Non-observance of Fair Practice Codes continued to be the major ground of complaints with the offices of banking ombudsman (OBO) in 2018-19, followed by those relating to ATM/Debit Cards, Mobile/Electronic Banking, Failure to Meet Commitments, Credit Cards, Deposit Accounts, Levy of Charges without Prior Notice, among others.

As per the Annual Report of the Ombudsman Schemes, the complaints received at 21 OBOs in 2018-19 rose by 32,311 to 1,95,901. In the preceding year, the complaints were up by 32,603 to 1,63,590. While non-observance of fair practices code at 19.17 per cent continued to remain major ground for complaints during the year, its percentage came down from 22.10 per cent in the previous year.

Complaints relating to ATM / Debit Cards comprised 18.65 per cent of total complaints, up from 15.08 per cent in the previous year. As per the report, of the total number of ATM/Debit Cards complaints,a major sub-category was ‘Account debited but cash not dispensed by ATMs’ which accounted for almost 53 per cent of the ATM-related complaints.

Complaints relating to Mobile/Electronic Banking comprised 7.55 per cent of the total complaints against 5.19 per cent in the previous year.

The complaints on the ground relating to digital transactions (mobile, internet, ATM and credit cards) rose by 18,801 to 64,607 complaints and accounted for 33 per cent of total complaints.

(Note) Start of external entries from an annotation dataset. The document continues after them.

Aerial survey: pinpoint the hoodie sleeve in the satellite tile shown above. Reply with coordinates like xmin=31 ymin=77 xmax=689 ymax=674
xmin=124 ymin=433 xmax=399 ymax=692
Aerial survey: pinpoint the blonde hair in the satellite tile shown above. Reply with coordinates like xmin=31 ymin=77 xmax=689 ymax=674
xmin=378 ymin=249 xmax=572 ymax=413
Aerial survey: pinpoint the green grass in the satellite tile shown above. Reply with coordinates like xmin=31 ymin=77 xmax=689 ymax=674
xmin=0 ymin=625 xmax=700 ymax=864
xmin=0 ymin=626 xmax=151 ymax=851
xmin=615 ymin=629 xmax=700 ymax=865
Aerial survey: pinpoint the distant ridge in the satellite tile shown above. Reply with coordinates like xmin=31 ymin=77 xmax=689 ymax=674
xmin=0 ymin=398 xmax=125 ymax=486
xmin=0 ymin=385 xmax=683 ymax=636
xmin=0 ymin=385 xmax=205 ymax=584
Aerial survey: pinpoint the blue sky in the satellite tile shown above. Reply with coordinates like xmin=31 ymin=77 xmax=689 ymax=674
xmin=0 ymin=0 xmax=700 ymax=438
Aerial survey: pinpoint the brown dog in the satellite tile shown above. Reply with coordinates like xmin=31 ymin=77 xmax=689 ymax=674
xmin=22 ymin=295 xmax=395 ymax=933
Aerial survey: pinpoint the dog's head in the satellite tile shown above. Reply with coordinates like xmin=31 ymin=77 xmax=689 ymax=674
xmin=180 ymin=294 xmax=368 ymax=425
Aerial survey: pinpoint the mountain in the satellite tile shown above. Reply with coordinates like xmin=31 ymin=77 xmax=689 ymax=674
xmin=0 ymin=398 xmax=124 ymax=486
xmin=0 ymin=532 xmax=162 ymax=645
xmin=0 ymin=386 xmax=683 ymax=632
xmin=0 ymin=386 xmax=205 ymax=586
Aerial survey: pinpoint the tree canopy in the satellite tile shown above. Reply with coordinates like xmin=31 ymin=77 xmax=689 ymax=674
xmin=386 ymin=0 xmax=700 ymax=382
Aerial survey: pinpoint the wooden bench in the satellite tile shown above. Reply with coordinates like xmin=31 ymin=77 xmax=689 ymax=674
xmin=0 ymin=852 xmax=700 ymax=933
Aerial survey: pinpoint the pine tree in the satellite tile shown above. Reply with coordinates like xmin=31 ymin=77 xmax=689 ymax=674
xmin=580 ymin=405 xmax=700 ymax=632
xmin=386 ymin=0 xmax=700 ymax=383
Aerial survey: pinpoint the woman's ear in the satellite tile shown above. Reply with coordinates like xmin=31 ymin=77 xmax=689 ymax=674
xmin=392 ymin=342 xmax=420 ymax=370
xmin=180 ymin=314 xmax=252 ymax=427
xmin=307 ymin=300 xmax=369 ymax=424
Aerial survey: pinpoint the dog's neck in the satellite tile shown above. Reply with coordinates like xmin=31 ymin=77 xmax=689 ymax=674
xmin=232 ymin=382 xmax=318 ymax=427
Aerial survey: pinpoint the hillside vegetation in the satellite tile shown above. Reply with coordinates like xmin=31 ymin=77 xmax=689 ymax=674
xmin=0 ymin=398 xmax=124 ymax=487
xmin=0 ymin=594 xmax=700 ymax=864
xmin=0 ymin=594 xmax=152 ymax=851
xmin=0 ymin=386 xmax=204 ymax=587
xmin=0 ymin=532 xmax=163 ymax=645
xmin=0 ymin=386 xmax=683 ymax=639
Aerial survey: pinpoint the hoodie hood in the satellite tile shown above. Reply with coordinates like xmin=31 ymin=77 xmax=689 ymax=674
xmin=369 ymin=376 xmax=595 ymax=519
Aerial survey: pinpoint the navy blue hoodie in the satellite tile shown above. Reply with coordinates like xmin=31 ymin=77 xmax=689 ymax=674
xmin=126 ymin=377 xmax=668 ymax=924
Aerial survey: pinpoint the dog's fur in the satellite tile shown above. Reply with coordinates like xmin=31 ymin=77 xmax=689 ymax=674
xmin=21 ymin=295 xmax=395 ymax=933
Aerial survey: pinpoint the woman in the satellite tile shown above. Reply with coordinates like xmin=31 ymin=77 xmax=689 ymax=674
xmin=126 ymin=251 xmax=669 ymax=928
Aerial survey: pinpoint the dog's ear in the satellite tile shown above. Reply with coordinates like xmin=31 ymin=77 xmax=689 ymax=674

“This, however, did not include the digital related complaints falling under other grounds under the Scheme. The rise in complaints reflects rising popularity of digital modes of transactions,” the report said.

The rising complaints relating to digital transactions led to the launch of Ombudsman Scheme for Digital Transactions, extension of limited liability circular to the Pre-paid Payment Instruments in January 2019 and introduction of tokenization of card transactions for facilitating transactions without disclosing the 16 digit Primary Account Numbers.

Complaints relating to ‘deposit accounts’ constituted 5.54 per cent of the total complaints received, witnessing an increase of 61.39 per cent on year-on-year (yoy) basis. The complaints were mainly on grounds of delay in credit, non-credit of proceeds to party’s account, non-payment of deposit or non-observance of the RBI directives and wrong application of rate of interest on deposits in savings or other accounts.

Complaints relating to ‘Loans and Advances’ constituted 3.88 per cent of the total complaints received and generally pertained to delay in sanction, disbursement, non-observance of prescribed time schedule for disposal of loan applications, non-acceptance of application without valid reason.